Trump has focused increasingly on immigration heading into the final days of the midterms, as Republicans across the country struggle to match their opponents in drumming up voter enthusiasm.
White House aides had considered having Trump deliver an immigration speech earlier in the week, but the Pittsburgh synagogue massacre Saturday scrambled those plans.
The Trump administration has been looking at ways to limit the number of asylum seekers.
CNN reported earlier this week that the Trump administration is also considering a plan to limit the number of migrants able to enter at legal ports of entry by “metering,” essentially creating a waitlist to allow people to enter only if the Department of Homeland Security has the capacity to process and detain them at one of its facilities, a DHS official said.
In the past, the practice of metering has resulted in individuals deciding not to endure a lengthy wait to try to get into the country legally and instead to cross illegally. Should some of this group of migrants do the latter, they could face a tougher and higher standard for seeking asylum under the administration’s plans.
Earlier this year, Attorney General Jeff Sessions said that victims of gang and domestic violence no longer qualify for asylum. “Asylum was never meant to alleviate all problems, even all serious problems, that people face every day all over the world,” Sessions said in June.
As attorney general, Sessions has broad power over asylum procedures and the immigration courts, which are under the auspices of the Justice Department.
He has also suggested that those claims should be rejected even before asylum seekers appear before a judge and begin court proceedings and that the simple fact of crossing the border illegally could also be a factor in rejecting an asylum claim.

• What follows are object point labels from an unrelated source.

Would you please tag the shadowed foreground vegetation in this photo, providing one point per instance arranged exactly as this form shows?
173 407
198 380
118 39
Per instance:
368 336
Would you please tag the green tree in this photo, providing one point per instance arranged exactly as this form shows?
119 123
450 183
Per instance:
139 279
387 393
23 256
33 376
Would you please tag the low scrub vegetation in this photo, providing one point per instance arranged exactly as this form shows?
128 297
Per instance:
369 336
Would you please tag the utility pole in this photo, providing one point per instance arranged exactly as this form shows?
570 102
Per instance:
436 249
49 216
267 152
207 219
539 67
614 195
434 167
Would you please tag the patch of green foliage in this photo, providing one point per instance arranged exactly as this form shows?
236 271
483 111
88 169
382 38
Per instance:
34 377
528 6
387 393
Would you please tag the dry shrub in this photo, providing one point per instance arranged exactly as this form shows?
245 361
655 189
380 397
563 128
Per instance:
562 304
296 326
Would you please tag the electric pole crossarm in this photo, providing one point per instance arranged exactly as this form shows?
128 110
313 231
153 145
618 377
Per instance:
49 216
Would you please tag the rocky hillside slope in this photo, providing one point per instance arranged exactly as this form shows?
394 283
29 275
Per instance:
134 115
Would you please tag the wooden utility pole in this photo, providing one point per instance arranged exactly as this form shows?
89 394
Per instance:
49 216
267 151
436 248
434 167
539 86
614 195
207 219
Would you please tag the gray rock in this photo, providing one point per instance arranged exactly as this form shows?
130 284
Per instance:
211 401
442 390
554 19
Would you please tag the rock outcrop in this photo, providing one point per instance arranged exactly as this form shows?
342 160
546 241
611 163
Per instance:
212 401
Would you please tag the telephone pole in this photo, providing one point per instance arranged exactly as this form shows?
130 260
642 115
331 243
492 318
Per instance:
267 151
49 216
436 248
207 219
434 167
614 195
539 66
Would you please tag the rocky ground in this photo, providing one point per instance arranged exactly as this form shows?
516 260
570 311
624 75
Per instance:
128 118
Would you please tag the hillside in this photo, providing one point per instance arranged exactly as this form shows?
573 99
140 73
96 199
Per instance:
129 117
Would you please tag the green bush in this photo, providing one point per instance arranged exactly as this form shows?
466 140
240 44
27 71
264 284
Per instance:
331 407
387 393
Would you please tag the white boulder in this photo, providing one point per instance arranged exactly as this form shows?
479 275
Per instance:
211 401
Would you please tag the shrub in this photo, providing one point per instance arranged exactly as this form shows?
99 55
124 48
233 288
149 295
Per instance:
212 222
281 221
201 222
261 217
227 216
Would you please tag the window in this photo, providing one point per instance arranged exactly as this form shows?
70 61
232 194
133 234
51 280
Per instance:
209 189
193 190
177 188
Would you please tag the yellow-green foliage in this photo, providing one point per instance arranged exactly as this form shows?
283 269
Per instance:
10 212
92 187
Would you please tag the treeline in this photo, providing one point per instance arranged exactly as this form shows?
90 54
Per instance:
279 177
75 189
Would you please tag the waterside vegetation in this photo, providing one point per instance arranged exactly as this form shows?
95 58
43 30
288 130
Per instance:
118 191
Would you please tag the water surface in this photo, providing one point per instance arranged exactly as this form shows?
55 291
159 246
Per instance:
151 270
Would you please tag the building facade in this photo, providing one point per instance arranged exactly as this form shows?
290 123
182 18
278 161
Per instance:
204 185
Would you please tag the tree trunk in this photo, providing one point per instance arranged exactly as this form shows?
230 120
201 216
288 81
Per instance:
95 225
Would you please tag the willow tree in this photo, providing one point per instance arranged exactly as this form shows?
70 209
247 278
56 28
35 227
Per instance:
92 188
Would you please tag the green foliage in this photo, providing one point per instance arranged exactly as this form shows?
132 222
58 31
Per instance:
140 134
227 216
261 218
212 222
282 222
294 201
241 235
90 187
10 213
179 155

Legal fight looms as Trump admin considers caravan order that could violate federal law

Migrants are currently allowed to seek asylum at any US port of entry, and also allowed to seek asylum if they are intercepted by authorities between ports of entry after illegally crossing into the United States.
The Immigration and Nationality Act states that anyone who arrives in the US “whether or not at a designated port of arrival” may apply for asylum if he or she has a “well-founded fear of persecution on account of race, religion, nationality, membership in a particular social group, or political opinion.”